Language Modeling: From Counting to ChatGPT

THE CRUX: A "language model" assigns probabilities to sequences of words — that's literally all it does. From a 1990s n-gram counting in a table to ChatGPT, the primitive is unchanged. What changes between them, and why does each change matter?

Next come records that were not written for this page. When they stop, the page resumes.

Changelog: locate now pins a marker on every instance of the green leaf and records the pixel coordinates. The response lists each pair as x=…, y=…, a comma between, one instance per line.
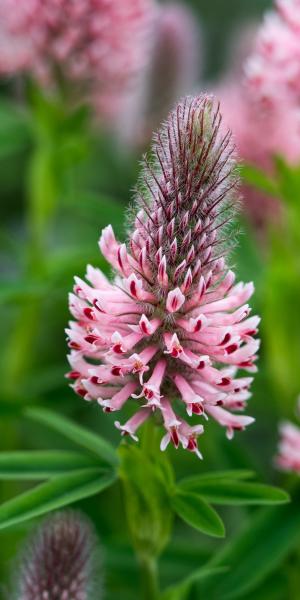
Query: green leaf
x=197, y=513
x=227, y=491
x=182, y=589
x=81, y=436
x=259, y=179
x=216, y=475
x=42, y=464
x=14, y=130
x=145, y=483
x=54, y=494
x=256, y=551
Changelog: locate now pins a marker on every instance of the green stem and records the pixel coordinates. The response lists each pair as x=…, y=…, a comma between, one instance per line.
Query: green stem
x=149, y=578
x=42, y=195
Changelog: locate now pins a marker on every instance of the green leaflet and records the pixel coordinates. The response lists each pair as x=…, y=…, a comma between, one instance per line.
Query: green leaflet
x=77, y=434
x=181, y=590
x=42, y=464
x=197, y=513
x=54, y=494
x=258, y=178
x=228, y=491
x=145, y=482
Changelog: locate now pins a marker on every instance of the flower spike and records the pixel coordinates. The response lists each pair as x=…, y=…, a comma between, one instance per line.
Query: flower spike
x=173, y=323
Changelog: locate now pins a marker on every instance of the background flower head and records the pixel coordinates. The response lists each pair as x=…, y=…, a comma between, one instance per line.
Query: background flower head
x=90, y=44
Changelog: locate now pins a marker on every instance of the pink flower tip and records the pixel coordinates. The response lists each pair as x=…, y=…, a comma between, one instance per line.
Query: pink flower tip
x=140, y=338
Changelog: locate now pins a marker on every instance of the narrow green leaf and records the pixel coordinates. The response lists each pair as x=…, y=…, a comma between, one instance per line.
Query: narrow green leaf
x=42, y=464
x=197, y=513
x=226, y=491
x=76, y=433
x=54, y=494
x=256, y=551
x=181, y=590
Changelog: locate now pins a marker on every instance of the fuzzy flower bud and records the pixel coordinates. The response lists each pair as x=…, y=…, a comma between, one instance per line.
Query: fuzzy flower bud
x=59, y=561
x=172, y=325
x=273, y=69
x=97, y=45
x=173, y=70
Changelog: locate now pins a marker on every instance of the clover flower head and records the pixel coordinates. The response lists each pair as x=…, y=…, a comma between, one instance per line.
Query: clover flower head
x=98, y=44
x=172, y=329
x=288, y=457
x=59, y=561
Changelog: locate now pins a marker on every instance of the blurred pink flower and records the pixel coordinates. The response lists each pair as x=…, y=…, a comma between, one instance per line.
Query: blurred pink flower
x=259, y=135
x=172, y=72
x=288, y=457
x=273, y=70
x=172, y=325
x=90, y=43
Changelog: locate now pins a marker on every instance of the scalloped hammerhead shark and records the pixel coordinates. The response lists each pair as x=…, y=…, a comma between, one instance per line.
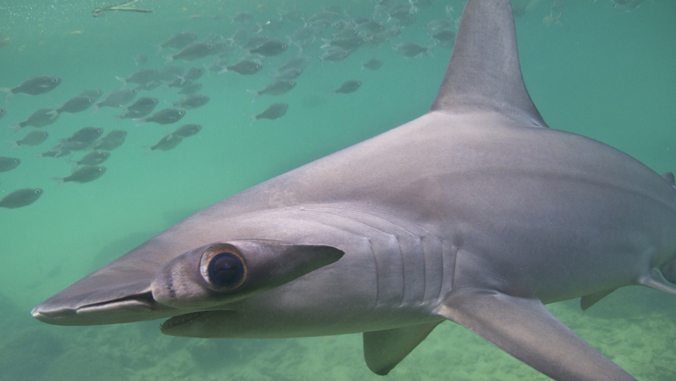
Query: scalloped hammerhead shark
x=475, y=212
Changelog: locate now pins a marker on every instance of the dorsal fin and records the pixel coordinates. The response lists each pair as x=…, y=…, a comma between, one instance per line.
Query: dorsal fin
x=484, y=71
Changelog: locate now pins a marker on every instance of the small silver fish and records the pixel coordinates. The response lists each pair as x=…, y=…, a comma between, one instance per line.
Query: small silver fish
x=55, y=152
x=40, y=118
x=166, y=116
x=34, y=86
x=8, y=163
x=411, y=49
x=348, y=87
x=117, y=98
x=275, y=111
x=76, y=104
x=20, y=198
x=32, y=139
x=190, y=89
x=373, y=64
x=166, y=143
x=193, y=74
x=141, y=77
x=297, y=62
x=243, y=67
x=270, y=48
x=140, y=59
x=139, y=109
x=192, y=52
x=93, y=158
x=179, y=41
x=83, y=175
x=112, y=140
x=192, y=101
x=277, y=87
x=187, y=130
x=84, y=135
x=334, y=55
x=94, y=94
x=242, y=17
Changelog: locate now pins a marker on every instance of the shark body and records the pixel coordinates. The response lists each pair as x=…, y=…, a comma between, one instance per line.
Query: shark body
x=476, y=212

This week is the bridge between the module’s “models for vision” half and the upcoming “Transformers and attention” half. The narrative arc is one of escalating context: count occurrences in a tiny window (n-grams) → represent words as dense vectors so similar words generalise (word embeddings) → use neural recurrence to capture longer history (RNNs, LSTMs) → use attention to handle arbitrary positions in parallel (Transformers, week 11). The training objective stays the same throughout — predict the next word — but the parametric form, scale, and post-training (instruction tuning, RLHF) compound into systems that solve almost any text-describable task.

Where we left off

Week 8 ended with diffusion models producing remarkable images by iterated denoising. Week 9 turns to a different modality — text — and a different task — modelling sequences rather than synthesising images. The connecting thread is generative modelling: in both cases we estimate $p_{d a t a} (x)$ and sample from it. Diffusion does it for images via a noise-removal chain; an autoregressive language model does it for text via the chain rule of probability applied left-to-right.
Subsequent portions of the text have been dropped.